Davenport and Abdul-Salaam, believe women will play a crucial role in the 2008 presidential election, as well as what direction individual states will take on crucial issues, such as the war in Iraq, immigration and SCHIP (State Children's Health Insurance Program), also known as PeachCare in the state of Georgia.

"Because it's such a key election year, women will play a key roll in who is elected," said Abdul-Salaam, who noted that 54 percent of the voters in Georgia are female. "We can be the deciding factor in a presidential election."

Originally Women's Action Nuclear Disarmament, WAND changed it's name to Women's Action for New Directions to address the larger goal of influencing the government to redirect money given to the Pentagon to domestic initiatives, such as health care and education.
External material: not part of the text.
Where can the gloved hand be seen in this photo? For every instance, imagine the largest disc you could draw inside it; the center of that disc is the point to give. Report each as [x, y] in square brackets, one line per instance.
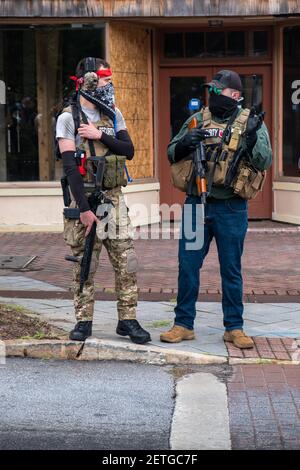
[193, 137]
[254, 123]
WiLL (Women Legislators' Lobby), is a program under WAND, which trains female legislators how to track the federal budget to see where the money is really going.

Davenport said the conference was a chance for female legislators, both Republicans and Democrats, to connect as women on issues that transcend party lines, such as SCHIP.
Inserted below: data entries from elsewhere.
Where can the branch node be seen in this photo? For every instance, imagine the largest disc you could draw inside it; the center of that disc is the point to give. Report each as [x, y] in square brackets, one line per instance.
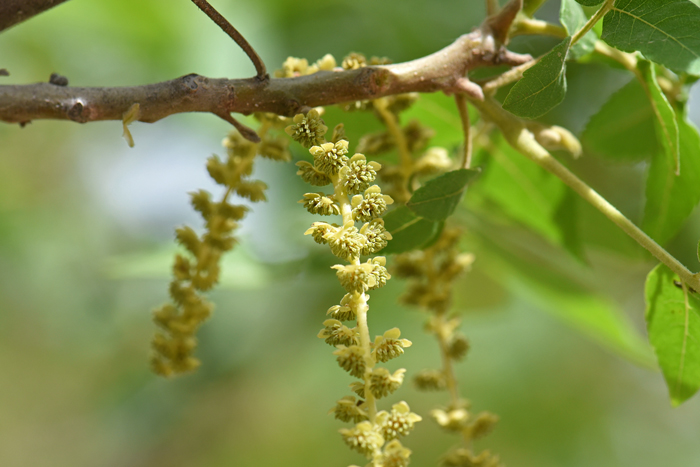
[464, 86]
[75, 113]
[499, 24]
[238, 38]
[58, 80]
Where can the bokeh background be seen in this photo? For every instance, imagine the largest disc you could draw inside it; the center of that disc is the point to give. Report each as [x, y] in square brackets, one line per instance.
[86, 244]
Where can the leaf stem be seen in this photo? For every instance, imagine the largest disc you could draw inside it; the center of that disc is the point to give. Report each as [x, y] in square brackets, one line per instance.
[524, 142]
[466, 129]
[607, 6]
[392, 124]
[530, 26]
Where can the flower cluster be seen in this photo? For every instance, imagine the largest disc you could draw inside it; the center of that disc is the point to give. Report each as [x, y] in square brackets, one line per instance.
[356, 200]
[432, 274]
[197, 269]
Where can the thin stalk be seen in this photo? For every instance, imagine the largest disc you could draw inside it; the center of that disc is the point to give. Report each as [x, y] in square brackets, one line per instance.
[524, 142]
[461, 102]
[530, 26]
[392, 125]
[363, 328]
[359, 303]
[508, 77]
[233, 33]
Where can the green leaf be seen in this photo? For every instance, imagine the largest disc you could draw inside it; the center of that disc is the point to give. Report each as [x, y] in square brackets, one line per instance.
[573, 18]
[529, 195]
[665, 122]
[670, 197]
[673, 324]
[542, 87]
[437, 199]
[624, 128]
[408, 231]
[554, 289]
[531, 6]
[665, 31]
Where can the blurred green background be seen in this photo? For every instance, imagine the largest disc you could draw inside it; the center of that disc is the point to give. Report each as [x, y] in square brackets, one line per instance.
[86, 244]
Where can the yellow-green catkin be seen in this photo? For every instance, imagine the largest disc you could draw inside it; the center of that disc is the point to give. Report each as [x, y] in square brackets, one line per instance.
[357, 205]
[196, 270]
[431, 277]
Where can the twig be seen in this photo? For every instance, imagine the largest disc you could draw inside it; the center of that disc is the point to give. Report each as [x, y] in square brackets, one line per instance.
[235, 35]
[194, 93]
[492, 7]
[466, 129]
[524, 142]
[15, 11]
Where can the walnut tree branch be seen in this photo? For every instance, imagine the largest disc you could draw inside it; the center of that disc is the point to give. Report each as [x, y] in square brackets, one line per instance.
[235, 35]
[16, 11]
[444, 70]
"Some things are on party lines, but when you get to women, no one wants to see a child without health care, Republican or Democrat," said Davenport. "I think that we can really change our national priorities, and women will set that course."

"We need more female leadership in Congress," said Abdul-Salaam. "Women are loyal and faithful to make changes, and we want to have a say in who makes those changes."

During the conference, the female legislators met with their local members of Congress to discuss several federal budgeting issues, but did not go as far as endorsing a candidate for president.

Hillary Clinton, the only female seeking the Democratic party's nomination, is already being endorsed by Georgia Congressmen David Scott and John Lewis, but Abdul-Salaam said that she had not yet chosen a candidate to endorse. Davenport said she is endorsing Illinois Senator Barack Obama.

"I think that [Clinton] would be an excellent communicator," said Abdul-Salaam. However, "I've not heard some of the things that I really need to hear. I'm hoping that there will be an 'a-ha' moment, but I haven't had that, yet."

While Davenport said she wanted to see more women in the Congress, she said she believes Obama is better suited to be president. "I think that he is the best person for the job," she said.

"He's up on all the issues, and I think that he would be a good president. He wants to take the country in a new direction, and I think that's what the country needs right now."